EST. 1961—Igniters Car Club of Libby

A Little Piece of History

The Igniters Car Club was formed in 1961 at a local coffee shop by a group of young men that regularly met to engage in intellectual and philosophical debates and

exchange opinions on current issues affecting their hometown, Libby, Montana.

The first Igniters Car Club meeting, which was held on October 22, 1961 at Phil Barrs Garage, was attended by a group of young car enthusiasts including Mike Behling, Dave Swenson, Ken Preston, Bob Myrang, Ken Beckstrom, Rich Johnson, Mike Plaas, and Ivan Troyer. The historical minutes of the meeting reflected the key points that required immediate decision making such as charging a $5 initiation fee for each new member, acquiring a garage to work on projects and hold regular meetings, and

gaining a financial edge by restoring automobiles and other fundraising efforts.

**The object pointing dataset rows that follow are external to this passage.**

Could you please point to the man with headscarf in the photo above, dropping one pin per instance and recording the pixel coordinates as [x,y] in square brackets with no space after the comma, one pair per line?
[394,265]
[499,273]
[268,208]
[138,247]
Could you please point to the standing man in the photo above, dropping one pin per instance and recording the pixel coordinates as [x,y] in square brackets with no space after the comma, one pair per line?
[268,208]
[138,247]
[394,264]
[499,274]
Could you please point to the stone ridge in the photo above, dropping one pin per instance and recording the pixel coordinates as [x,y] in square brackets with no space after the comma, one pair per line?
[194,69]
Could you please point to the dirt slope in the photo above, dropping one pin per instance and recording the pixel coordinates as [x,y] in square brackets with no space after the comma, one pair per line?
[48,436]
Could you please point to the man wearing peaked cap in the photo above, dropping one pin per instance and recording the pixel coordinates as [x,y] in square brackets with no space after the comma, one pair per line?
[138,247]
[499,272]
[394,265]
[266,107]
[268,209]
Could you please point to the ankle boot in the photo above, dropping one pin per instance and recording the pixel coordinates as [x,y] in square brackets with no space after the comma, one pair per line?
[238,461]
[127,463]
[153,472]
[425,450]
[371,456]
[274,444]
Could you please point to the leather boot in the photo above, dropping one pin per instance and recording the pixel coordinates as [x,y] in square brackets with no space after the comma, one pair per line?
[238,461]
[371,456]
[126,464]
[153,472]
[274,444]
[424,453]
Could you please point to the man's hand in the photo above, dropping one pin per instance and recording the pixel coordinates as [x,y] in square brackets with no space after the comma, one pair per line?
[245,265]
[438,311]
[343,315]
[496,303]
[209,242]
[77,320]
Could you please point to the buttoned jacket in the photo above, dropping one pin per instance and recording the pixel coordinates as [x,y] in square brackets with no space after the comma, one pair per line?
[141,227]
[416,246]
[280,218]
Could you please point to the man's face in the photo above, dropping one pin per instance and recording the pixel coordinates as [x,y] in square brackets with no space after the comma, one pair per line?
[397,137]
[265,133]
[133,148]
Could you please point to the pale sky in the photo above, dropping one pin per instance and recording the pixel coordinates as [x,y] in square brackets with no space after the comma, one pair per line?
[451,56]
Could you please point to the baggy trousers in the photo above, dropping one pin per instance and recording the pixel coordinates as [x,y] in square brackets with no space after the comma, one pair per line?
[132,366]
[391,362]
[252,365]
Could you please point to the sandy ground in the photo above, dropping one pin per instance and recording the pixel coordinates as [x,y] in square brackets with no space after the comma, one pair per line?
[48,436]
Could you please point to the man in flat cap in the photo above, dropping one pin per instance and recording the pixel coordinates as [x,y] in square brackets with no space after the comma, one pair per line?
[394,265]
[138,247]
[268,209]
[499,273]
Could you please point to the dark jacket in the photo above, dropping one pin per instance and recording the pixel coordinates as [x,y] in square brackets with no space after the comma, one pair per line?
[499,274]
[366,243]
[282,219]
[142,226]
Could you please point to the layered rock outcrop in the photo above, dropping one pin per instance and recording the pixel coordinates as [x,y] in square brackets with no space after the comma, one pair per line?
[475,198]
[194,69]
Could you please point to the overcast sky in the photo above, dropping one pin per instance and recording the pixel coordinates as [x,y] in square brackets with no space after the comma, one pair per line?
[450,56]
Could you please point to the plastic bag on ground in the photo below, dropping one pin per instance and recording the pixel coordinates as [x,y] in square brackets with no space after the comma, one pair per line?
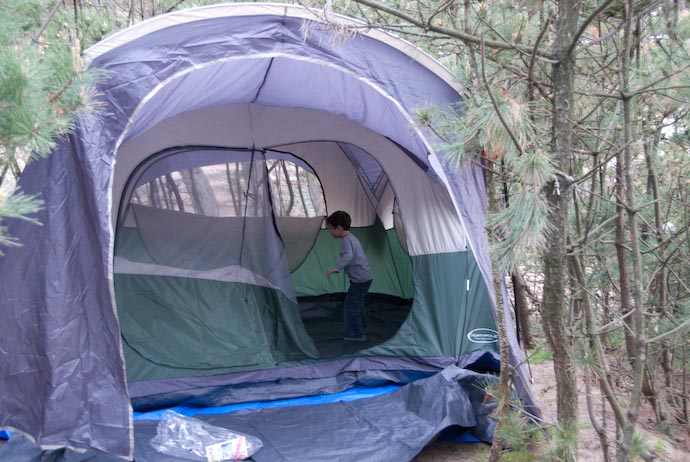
[189,438]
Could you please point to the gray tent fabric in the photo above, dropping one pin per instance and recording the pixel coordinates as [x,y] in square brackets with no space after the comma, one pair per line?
[392,427]
[63,373]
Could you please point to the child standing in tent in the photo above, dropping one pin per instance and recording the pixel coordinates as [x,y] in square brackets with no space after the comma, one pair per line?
[356,266]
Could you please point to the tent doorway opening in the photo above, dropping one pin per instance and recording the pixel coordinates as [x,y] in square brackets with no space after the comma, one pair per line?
[221,255]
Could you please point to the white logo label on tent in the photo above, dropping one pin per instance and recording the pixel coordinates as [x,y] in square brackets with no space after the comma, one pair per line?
[483,335]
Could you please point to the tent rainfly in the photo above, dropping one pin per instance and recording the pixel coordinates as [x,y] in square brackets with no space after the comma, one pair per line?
[183,250]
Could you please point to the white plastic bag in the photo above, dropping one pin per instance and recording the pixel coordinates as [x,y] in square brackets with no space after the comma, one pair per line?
[193,439]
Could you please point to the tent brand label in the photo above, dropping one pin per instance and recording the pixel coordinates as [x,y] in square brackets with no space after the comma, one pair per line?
[483,335]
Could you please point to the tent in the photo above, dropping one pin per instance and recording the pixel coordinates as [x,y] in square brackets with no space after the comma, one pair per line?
[183,250]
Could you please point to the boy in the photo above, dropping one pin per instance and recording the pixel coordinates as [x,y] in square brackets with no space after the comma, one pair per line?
[354,262]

In 1962, the club held its first community wide event. The small group installed

car seat belts for a mere $10 and offered vehicle safety inspections to

interested bystanders.

As public awareness grew about the club, so did its respect and interest – the two main goals of this ambitious group. In an attempt to live up to the community’s expectations, different approaches were explored to meet the stringent standards of the club. For example, each member was required to carry gasoline, water, and oil in his vehicle at all times to generously and graciously provide roadside assistance. Each rescue effort was satisfied once the assisted person received his or her courtesy card. In summary, the card read “If you have anything against hot rodders, remember it was one of them who assisted you today”.

Another standard adhered to was in the form of a fine being applied to any traffic ticket received by a club member while on the road. Basically, the member was charged face value of the initial violation, essentially doubling the fee. The penalty was put in line with the club attempting to present a positive image to the community.

The club’s first garage was located at 313 California Avenue next to the American

Legion Hall. The members held regular sock hops at the local Moose Hall to raise funds to absorb the cost of the rent. Eventually, the club was able to build a 40 X 60 foot shop on a piece of land donated by a fellow community member by the name of George Enders. This shop, located at 170 Hogan Drive, provided a permanent home to the

Igniters Car Club.

The first few public car shows were modest in size and were held in various parking lots throughout the community with the first one located at the renowned Bowman’s Office Supply. The car show celebration, consisting of a few cars belonging to members, was complimented by a small barbecue with hot dogs, hamburgers, soda, and a

handful of out of town guests.

In 1981, as part of the annual community-wide celebration, Libby Logger Days, the club decided to host their own rod run. This event, called The Igniters Timber Run, unintentionally attracted several young athletes, dressed in full running gear, prepared to compete in a long distance run. As a result, the name of the event was changed to Igniters′ Hot August Nights. However, in the late 1990’s, a threat of a lawsuit by The Hot August Nights organization in Reno, Nevada prompted yet another name change because of alleged trademark infringement. The car show became what is known as today as Ignite the Nites.

The Igniters celebrated 50 years as a club in 2011 with a record number of

454 antique, classic, and custom cars rolling in for the annual car show!